Abandon Text!

W. H. Auden once said: "Poems are not finished; they are abandoned." I have been abandoning writing projects for many years, since only the pressure of deadline and high expectations ever got me to finish, or even start, anything of merit. This blog is an attempt to create a more consistent, self-directed writing habit. Hopefully a direction and voice will emerge.

Sunday, December 10, 2006

Dicing Dennett

For a couple years now I've been subscribing to First Things, a highly intellectual conservative Catholic publication. I think it was the very first time I responded immediately to a direct-mail campaign. I had never heard of it before, but I liked their pitch and signed on. Sometimes my eyes glaze over from subtle analyses of authors I've never heard of about authors I've never heard of . . . but other times I get the most hilarious, cutting, clever critiques I've ever read. Think Slate for people who know the meaning of "apophatic."
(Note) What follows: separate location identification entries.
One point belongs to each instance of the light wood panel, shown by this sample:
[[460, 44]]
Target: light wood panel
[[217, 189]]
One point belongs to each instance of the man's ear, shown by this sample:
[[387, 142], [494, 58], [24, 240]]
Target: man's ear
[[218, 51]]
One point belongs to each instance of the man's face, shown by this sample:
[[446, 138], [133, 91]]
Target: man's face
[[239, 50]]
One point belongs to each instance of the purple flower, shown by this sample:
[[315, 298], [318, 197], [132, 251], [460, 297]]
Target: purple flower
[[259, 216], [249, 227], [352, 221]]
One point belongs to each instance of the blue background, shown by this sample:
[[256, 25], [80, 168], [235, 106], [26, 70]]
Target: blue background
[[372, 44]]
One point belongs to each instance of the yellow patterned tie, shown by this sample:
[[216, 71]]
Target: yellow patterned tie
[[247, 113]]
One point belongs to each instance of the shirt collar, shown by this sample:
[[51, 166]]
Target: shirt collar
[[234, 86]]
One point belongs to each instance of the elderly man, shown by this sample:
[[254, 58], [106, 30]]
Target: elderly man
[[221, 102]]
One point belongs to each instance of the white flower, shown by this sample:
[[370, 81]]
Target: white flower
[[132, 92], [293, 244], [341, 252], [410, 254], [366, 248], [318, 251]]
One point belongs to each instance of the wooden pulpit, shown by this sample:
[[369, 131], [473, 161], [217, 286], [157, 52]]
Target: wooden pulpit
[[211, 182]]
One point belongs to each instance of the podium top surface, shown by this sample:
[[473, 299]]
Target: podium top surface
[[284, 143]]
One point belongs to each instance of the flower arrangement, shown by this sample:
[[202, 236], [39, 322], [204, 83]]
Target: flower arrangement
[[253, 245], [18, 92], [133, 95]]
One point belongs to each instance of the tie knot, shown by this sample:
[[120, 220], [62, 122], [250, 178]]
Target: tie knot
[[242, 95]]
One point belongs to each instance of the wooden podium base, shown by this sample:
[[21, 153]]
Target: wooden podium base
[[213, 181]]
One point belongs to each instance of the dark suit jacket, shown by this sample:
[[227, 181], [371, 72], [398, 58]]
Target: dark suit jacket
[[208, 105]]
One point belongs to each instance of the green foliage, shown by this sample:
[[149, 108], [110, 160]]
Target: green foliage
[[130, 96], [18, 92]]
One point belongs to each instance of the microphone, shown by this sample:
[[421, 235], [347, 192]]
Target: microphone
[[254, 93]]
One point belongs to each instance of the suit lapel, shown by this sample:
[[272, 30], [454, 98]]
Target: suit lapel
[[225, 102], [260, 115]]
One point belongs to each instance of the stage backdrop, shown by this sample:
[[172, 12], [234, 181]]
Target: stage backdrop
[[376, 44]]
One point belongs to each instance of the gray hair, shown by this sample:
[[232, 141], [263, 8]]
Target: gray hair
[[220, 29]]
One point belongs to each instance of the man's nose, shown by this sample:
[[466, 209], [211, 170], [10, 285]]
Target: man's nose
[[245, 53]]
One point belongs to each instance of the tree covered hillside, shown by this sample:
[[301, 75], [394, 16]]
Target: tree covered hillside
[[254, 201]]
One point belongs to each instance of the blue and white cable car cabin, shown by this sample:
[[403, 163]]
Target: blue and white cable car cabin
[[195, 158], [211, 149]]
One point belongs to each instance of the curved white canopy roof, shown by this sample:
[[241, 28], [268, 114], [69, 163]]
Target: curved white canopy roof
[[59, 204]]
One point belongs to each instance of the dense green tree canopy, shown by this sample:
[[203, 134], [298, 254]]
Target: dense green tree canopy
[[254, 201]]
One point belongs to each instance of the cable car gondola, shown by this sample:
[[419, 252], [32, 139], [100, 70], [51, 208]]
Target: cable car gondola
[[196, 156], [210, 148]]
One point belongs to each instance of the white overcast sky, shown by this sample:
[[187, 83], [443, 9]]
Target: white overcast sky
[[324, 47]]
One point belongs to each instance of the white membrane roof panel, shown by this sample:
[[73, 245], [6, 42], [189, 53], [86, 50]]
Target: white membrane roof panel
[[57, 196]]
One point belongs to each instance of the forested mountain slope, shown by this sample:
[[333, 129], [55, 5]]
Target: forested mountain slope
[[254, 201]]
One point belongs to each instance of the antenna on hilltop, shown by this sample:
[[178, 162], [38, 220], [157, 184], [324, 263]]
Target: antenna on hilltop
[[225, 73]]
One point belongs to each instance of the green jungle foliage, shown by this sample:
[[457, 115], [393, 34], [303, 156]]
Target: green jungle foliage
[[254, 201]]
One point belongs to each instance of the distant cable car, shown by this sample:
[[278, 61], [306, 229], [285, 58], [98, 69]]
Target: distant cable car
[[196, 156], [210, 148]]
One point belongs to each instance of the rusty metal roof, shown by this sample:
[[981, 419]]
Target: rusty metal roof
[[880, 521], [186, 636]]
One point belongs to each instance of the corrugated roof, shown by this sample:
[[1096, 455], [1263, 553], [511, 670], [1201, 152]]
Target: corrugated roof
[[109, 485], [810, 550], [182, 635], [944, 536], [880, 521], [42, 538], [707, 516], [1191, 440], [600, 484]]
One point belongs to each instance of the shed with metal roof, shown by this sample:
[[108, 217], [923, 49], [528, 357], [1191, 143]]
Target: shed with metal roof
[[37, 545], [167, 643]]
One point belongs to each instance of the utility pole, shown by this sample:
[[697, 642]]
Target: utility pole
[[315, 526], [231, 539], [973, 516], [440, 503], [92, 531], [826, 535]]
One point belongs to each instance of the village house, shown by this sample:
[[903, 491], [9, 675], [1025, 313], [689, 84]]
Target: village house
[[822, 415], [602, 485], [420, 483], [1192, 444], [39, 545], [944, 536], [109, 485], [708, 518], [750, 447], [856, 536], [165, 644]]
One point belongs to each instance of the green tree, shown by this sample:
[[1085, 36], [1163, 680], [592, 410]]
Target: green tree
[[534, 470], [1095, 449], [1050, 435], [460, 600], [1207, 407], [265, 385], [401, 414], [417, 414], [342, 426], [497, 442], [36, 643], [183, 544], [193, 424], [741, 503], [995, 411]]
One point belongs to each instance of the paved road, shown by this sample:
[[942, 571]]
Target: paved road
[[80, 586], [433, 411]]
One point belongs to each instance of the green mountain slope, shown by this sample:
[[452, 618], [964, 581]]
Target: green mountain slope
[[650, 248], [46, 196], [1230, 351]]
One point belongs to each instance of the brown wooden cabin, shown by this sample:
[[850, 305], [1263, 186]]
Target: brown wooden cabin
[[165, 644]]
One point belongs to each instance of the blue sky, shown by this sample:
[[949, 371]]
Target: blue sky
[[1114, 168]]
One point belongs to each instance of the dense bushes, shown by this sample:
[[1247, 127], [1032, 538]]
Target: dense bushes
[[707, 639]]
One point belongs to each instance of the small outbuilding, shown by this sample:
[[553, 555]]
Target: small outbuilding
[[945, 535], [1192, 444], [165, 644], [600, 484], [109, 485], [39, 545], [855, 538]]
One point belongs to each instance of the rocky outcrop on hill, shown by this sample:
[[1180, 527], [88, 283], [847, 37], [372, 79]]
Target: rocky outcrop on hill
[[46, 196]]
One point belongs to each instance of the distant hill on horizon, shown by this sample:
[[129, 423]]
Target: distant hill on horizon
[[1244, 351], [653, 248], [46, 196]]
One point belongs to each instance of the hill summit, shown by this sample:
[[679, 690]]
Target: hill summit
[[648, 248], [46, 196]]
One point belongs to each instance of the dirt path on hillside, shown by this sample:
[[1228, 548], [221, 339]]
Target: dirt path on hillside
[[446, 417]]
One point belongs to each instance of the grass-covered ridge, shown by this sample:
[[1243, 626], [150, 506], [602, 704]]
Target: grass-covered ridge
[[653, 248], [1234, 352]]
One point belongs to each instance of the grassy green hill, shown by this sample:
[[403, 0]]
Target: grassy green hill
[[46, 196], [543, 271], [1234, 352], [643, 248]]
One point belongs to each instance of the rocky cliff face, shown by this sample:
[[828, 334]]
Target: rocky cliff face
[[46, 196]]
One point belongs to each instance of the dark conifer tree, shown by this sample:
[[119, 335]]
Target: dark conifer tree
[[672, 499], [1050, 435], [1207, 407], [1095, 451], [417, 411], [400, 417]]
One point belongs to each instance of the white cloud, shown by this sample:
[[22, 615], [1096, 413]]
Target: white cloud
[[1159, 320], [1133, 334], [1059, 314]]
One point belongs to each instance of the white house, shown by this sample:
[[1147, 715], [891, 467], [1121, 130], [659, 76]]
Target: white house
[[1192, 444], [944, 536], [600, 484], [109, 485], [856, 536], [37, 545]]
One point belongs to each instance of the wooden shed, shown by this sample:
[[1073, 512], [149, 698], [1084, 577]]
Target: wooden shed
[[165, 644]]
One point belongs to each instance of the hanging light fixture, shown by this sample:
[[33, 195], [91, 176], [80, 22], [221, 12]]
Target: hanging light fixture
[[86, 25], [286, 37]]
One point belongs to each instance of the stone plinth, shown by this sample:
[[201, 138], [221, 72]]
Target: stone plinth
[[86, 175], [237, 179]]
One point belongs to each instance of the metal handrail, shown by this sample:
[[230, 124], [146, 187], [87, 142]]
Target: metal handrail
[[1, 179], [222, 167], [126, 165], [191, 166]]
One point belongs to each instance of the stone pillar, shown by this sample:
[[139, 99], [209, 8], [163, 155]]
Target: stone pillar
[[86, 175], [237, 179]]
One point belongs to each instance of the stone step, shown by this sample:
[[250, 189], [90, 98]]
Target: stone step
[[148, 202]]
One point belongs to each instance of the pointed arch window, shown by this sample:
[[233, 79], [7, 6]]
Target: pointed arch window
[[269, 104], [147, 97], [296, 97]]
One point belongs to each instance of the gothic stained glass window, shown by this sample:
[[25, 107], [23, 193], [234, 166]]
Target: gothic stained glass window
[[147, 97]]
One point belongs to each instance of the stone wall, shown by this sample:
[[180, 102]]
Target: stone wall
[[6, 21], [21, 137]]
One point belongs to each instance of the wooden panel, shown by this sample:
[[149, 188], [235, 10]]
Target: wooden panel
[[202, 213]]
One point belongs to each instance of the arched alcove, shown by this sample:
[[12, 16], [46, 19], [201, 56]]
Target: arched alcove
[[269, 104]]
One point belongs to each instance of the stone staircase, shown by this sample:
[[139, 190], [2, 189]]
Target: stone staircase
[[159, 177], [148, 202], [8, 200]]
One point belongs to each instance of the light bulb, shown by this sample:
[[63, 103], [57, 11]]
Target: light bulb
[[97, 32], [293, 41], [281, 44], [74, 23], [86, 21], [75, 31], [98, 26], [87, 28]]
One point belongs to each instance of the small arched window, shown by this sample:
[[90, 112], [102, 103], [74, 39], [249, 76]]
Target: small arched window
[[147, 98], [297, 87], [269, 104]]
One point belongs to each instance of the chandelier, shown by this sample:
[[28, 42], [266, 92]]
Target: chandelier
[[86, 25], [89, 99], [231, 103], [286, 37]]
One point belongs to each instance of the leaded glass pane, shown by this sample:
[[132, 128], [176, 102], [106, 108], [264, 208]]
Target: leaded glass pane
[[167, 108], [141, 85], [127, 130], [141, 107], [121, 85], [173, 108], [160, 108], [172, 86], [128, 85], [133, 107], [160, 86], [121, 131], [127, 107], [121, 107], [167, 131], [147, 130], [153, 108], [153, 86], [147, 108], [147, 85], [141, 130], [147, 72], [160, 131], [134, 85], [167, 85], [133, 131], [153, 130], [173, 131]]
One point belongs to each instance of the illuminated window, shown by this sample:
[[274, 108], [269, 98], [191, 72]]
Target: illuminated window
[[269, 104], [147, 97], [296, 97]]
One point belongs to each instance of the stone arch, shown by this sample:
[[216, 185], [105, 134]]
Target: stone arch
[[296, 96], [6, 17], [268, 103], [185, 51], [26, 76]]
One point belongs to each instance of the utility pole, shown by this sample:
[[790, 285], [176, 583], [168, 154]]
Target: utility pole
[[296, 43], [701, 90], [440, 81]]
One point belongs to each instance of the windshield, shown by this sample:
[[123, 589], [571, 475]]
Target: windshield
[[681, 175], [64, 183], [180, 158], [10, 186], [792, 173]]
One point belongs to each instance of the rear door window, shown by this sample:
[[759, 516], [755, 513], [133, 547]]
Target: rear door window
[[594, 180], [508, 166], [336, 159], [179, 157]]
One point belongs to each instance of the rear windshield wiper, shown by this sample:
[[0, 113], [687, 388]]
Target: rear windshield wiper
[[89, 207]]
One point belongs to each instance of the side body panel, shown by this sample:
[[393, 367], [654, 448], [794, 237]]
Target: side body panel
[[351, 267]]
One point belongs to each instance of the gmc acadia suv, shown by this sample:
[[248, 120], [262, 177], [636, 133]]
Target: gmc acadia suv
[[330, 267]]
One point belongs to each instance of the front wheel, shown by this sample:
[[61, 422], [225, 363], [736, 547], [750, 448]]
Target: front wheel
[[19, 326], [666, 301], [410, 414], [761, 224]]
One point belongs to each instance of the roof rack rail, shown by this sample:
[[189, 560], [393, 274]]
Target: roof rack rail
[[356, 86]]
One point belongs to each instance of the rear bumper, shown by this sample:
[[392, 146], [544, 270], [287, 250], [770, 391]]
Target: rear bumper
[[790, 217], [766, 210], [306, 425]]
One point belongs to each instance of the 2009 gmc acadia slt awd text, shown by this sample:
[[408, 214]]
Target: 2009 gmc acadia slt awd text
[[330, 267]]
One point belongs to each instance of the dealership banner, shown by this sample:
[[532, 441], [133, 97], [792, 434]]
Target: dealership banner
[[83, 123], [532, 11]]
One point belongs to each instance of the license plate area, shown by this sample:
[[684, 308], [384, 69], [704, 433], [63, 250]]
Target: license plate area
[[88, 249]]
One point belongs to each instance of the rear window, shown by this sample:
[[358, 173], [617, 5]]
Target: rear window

The most recent issue had a critique of Daniel Dennett's latest pro-atheist, anti-religion tract, Breaking the Spell: Religion as a Natural Phenomena. David B. Hart compared the book, quite effectively, with Lewis Carroll's The Hunting of the Snark. Dennett tries to build a case that religion evolved originally as a meme with survival value for the human species, but that eventually became a parasite that forwards its own survival to the detriment of its host. Hart's most telling criticism was that these two theses -- that religion had survival value, but now it doesn't -- are essentially contradictory and render his hypothesis unfalsifiable. Dennett does not for a moment want to suggest that religion might actually be a force for good -- that would undermine his whole agenda. But he can't propose a sociobiological origin of religion without acknowledging that at some point it had some survival value. So he splits the difference, trying to have his evolutionary cake and eat it, too.

Hart also calls out Dennett's totalitarian social agenda -- to essentially outlaw religious instruction. Evidently he, along with Richard Dawkins, believe they would be doing the world a great service by trying to "protect" children from the superstitions of their parents. While Hart didn't say it, I crying out from the peanut gallery: "Oh, of course, because we all know what a shining example of moral decency came out of the last attempt of a state to institutionalize atheism." Do I come across too red-blooded, to yell "communist!" in a crowded theater?